On hésite à suivre l’ordre du programme ici, puisqu’on aime en général garder le meilleur pour la fin. Pourtant, cet opus 109, si rare au concert en-dehors de l’entière triade finale, plaçait la soirée sur des bases excessivement élevées. Par son caractère radicalement entier, d’abord, laissant toutes précautions oratoires en coulisses et livrant, comme le réclame volontiers le texte, un discours d’une immédiateté totale, avec une liberté et une imagination parfois incroyables. Dès le I, le ton est délibérément à rebours de l’habituelle réserve mélancolique, qui fait trop souvent risquer un prudent quant-à-soi : un ton déjà presque schumannien, en accord avec un aspect de l’écriture (le fragment poétique schlegélien, qui est son moyen, plutôt que l’idéal classique rétrospectif qui est son objet), et avec la germanisation des indications, qui, partagée avec l‘opus 101, est tout sauf un détail.

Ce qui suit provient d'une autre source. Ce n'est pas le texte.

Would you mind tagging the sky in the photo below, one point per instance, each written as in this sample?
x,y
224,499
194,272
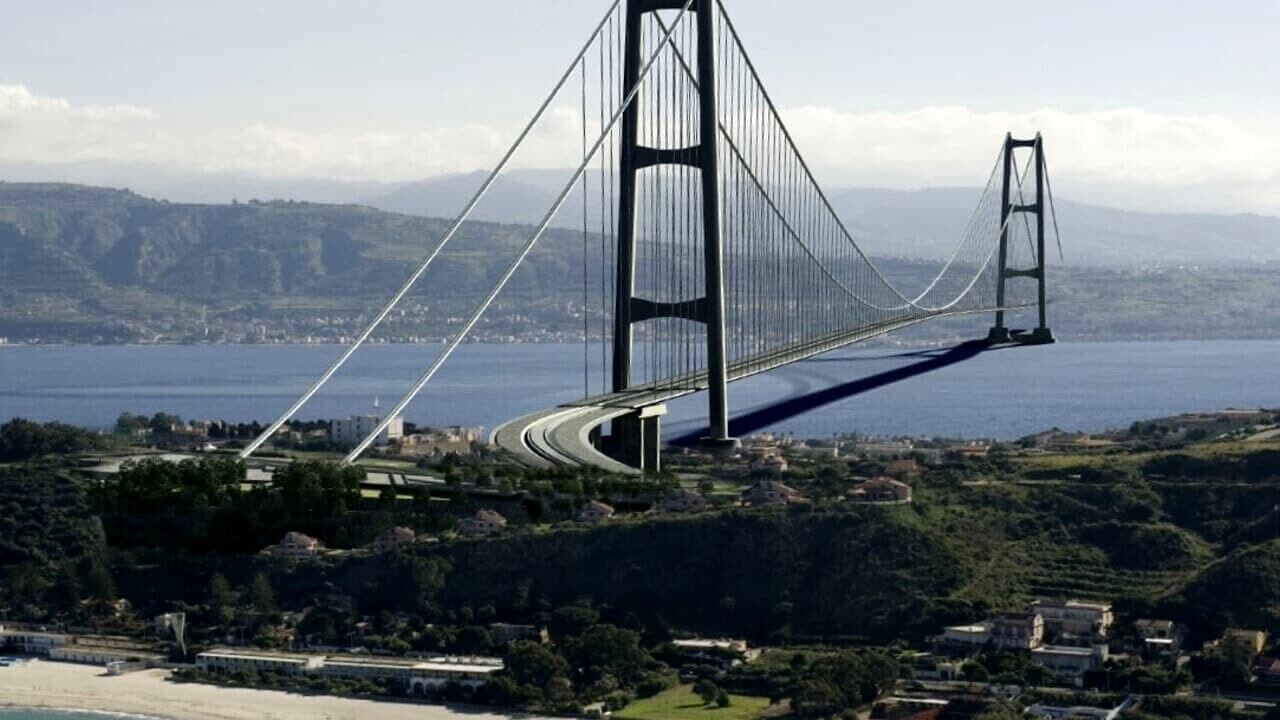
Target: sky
x,y
1144,104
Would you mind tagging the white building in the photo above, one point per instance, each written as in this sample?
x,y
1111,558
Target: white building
x,y
976,636
483,523
231,661
594,511
682,500
350,431
419,675
1070,662
88,655
393,538
31,642
1074,616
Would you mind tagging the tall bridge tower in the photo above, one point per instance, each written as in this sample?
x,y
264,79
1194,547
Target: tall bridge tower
x,y
1041,335
708,309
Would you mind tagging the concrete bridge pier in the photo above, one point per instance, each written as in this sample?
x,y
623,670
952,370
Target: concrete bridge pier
x,y
636,438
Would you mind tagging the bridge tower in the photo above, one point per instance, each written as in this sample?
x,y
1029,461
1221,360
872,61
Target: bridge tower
x,y
634,437
1041,335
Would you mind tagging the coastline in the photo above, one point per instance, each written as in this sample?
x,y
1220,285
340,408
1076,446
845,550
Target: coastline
x,y
149,695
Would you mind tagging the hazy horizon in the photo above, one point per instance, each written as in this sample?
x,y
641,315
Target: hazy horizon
x,y
1144,106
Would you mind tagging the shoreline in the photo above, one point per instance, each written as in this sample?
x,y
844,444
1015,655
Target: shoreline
x,y
149,695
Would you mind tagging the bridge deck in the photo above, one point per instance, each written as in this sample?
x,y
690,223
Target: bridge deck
x,y
561,436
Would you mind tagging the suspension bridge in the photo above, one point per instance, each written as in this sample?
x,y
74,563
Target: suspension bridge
x,y
709,251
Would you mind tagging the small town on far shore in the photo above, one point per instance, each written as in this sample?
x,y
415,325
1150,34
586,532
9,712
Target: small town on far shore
x,y
1109,637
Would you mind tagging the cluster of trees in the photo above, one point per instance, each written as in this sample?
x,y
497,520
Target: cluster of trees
x,y
51,546
841,682
594,662
23,440
155,484
315,490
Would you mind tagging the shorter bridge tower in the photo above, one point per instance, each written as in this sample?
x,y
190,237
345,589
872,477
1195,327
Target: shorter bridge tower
x,y
1000,333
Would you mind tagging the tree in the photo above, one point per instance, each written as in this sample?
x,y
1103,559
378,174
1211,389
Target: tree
x,y
101,586
222,601
974,671
263,595
534,664
722,698
607,650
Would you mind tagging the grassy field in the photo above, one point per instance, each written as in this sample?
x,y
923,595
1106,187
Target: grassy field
x,y
681,703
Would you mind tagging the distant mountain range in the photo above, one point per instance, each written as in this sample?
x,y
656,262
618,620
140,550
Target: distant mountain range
x,y
92,264
890,223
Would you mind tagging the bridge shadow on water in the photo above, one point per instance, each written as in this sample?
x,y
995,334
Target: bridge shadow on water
x,y
764,417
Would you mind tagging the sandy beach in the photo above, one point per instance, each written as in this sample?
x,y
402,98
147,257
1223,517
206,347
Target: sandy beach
x,y
83,687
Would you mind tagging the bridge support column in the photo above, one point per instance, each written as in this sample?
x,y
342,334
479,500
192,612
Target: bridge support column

Les deux premiers mouvements témoignent d’un lâcher-prise peu commun et voient s’exprimer des qualités elles-mêmes peu communes dans ces pages : une permanence de l’avancée, une farouche aspiration vers l’avant, mais jamais traduite par des appuis et relances qui saucissonneraient le discours : la phrase a l’accent du fragment, mais l’interprétation n’a rien de fragmenté, le geste y est profondément unifié, au prix de scories (qui sont de toute façon le lot de tous, y compris des très grands dans le II) parfaitement oubliables.  Le thème et variations se déroule de manière un peu plus conventionnelle, mais toujours avec caractère et beaucoup d’élégance (seule le fugato manque un peu de carrure sonore, de force brute). La variation la plus intéressante est la première, d’une saisissante éloquence : Berlinskaïa y exacerbe l’inquiétude rythmique, introduisant une quasi-syncopation dans l’accompagnement, avec le retard sur les tenues et la compensation sur les notes de passage. Conduite avec une aussi forte intuition, ce rubato semble déployé entre un pôle baroque et une attirance schubertienne : sur le plan du phrasé (car les profils des phrases sont proches), ce moment interprétatif d’une rare singularité fait irrésistiblement songer à un autre immortalisé par le disque : l’aria des Variations Goldberg par Blandine Verlet (!).

Le meilleur était donc au début quoi que ce ne fût sans doute pas l’opinion la mieux partagée dans la salle.